Updated Nov, 13th 2012
Mash-Ups Are Over
The other night I was out at a bar, feeling nice, when Robin S.’s 1993 R&B classic “Show Me Love” starting playing, and I made a b-line for the dance floor.
I don’t know about you, but this song is my jam.
As soon as that xylophone synth kicks in, it’s fire, and your head starts to nod up and down (DUH NUH NAH NAH NAH NUH NUH NUH) and your hips start to shake left to right (DUH NUH NAH NAH NAH NUH NUH NUH), and suddenly you’re wearing leather pants and gyrating through the air.
No more than thirty seconds later, just as I was really getting going, just as the whole the dance floor was starting to bounce and Robin S. was belting out “heartbreaks and promises, I’ve had more than my share,” you could start to hear another voice creep in and Robin S.’s shrill was replaced with a woman incessantly asking to teach her how to Dougie. “Teach me how to Dougie, teach me how to Dougie,” over the beat to “Show Me Love.”
The DJ was playing a mash-up. I don’t particularly care for mash-ups, especially bad ones. I have no problem with learning how to Dougie. But how am I supposed to learn how to Dougie in thirty seconds if the beat to the Dougie is not the Dougie?
I’ve got enough difficulty paying attention in life. I’m over-stimulated all day long, forced to make all of these stressful life decisions — Twitter or Instagram, Smart Water or coconut water, almond milk or keifer, quinoa or brown rice — when I go out to dance, I just want to lose myself in a three or four minute trance with one person singing and one beat I can get down to, is that too much to ask? What is so bad about just playing one song; the actual song that everyone on the dance floor knows and loves and wants to hear, the song that everyone has danced to countless times?
After I had my 90s-throwback gyration interrupted, and failed to learn how to Dougie, I thought things were looking up because the DJ faded into Missy Elliot’s “Get Ur Freak On.” A dance party classic. My ass was moving backwards through the air at a 45-degree angle on Missy’s “HOLLA!” when all of sudden, the tectonic plates below shifted, and the beat turned into Carly Rae Jepsen’s “Call Me Maybe.”
Are you kidding me? Yeah, I know what you’re thinking — “Actually, I kind of like that song” — and well, I kind of like it too — but how the hell am I supposed to find a cute girl to make eyes with on the dance floor, just in time for the “Hey, I just met you, and this is crazy, but here’s my number” chorus, while my ass is still stuck in mid-air from Missy?
Then the DJ tried to mash-up “Billy Jean” with “Hollaback Girl,” at which point I said fuck it and left the dance floor. As far as I’m concerned, a Michael Jackson song is a Michael Jackson song, and should never ever (never ever, ever) be manipulated because it’s flawless. You put on MJ at a party, you should be prepared for everyone in the room to dance like MJ for anywhere from three to seven minutes. If you don’t want that, then don’t play MJ.

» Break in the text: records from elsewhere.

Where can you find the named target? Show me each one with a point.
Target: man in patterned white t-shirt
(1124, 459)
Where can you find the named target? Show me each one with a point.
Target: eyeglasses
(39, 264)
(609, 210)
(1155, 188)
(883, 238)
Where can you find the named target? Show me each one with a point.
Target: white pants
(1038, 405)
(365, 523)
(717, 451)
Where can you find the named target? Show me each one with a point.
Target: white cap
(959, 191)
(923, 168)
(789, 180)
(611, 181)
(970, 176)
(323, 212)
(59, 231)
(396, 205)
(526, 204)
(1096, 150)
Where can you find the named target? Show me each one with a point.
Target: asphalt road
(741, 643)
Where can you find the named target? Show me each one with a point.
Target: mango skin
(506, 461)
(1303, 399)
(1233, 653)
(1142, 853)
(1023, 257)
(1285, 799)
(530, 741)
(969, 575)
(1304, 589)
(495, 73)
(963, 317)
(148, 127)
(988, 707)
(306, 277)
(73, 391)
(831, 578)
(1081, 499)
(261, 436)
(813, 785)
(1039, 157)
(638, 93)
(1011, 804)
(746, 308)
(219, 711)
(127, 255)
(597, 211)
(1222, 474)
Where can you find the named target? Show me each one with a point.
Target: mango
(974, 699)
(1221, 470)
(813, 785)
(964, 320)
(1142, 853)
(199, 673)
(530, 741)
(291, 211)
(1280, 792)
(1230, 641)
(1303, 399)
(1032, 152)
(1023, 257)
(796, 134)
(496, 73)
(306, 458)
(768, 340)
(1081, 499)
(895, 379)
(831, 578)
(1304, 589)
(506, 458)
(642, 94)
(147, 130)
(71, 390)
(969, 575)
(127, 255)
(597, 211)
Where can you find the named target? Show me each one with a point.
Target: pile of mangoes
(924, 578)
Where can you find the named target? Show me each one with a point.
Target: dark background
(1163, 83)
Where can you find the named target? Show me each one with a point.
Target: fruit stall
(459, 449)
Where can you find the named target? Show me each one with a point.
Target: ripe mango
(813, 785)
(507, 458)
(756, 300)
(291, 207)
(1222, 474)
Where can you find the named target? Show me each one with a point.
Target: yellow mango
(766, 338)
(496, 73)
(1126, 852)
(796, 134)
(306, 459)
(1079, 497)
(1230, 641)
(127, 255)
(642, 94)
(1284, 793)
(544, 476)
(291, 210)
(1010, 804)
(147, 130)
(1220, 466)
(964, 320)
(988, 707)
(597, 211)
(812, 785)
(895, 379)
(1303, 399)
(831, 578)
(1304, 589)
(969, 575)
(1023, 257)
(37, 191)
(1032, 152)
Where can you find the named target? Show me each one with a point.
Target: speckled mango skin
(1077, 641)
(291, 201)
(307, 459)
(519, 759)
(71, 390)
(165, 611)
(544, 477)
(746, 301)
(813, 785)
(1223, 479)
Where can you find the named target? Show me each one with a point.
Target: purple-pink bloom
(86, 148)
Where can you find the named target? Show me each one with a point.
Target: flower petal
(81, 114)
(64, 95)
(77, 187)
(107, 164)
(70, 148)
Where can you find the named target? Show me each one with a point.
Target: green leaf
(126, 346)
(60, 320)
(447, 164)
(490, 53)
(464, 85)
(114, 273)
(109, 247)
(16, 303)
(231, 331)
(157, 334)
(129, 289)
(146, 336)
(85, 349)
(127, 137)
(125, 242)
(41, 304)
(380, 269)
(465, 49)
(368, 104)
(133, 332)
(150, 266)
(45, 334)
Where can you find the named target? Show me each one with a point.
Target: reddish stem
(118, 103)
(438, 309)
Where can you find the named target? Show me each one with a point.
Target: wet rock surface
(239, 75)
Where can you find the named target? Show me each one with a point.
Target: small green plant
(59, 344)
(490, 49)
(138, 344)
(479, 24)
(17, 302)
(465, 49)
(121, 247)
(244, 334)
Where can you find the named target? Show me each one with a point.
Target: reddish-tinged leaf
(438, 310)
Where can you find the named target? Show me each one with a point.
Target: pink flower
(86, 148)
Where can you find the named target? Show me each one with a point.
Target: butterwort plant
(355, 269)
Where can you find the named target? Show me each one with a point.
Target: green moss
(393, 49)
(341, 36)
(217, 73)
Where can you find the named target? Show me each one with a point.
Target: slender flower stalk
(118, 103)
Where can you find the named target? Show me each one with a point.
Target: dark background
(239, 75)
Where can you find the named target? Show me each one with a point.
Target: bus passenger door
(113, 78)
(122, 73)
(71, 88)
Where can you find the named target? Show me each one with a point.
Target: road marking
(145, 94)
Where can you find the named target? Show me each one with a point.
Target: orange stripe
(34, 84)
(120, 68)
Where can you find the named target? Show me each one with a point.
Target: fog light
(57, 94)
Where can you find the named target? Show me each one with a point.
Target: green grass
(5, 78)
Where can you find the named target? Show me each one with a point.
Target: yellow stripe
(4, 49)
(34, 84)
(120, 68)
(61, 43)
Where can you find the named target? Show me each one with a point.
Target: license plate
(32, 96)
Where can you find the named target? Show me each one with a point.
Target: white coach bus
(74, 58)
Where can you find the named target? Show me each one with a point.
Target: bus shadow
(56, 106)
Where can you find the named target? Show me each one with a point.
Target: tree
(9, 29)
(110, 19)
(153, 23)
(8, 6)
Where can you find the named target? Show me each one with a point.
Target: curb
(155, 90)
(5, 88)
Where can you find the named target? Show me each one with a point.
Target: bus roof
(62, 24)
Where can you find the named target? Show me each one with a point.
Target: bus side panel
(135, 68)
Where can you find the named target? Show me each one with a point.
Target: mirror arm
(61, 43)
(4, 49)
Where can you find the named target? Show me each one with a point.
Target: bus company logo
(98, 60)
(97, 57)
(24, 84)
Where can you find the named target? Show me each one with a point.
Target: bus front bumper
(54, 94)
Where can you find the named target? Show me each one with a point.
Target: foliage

Proponents of the mash-up will say, “But what about Girl Talk? Girl Talk is so good! Girl Talk! Girl Talk!” I agree, Girl Talk is fun, but most DJs are not Girl Talk. If I want to listen to mash-ups made by a professional mash-up artist who does this type of thing for a living, I’ll buy their album or pay $25 to see them at a concert. But this isn’t a Girl Talk or Danger Mouse show, it’s a random bar and it’s Saturday night and I paid $6 for a beer, and I want to dance.
It’s time for us dance partyers to rise up and take a stand against DJs trying to show off their skills at mixing or pressing the fade button over and over again on their Mac Book Pros, taking a perfectly wonderful song and ruining it by finding a beat that (kind of) sounds similar. If you want to play a mash-up, do so in the privacy of your own home or your headphones, not at a dance party.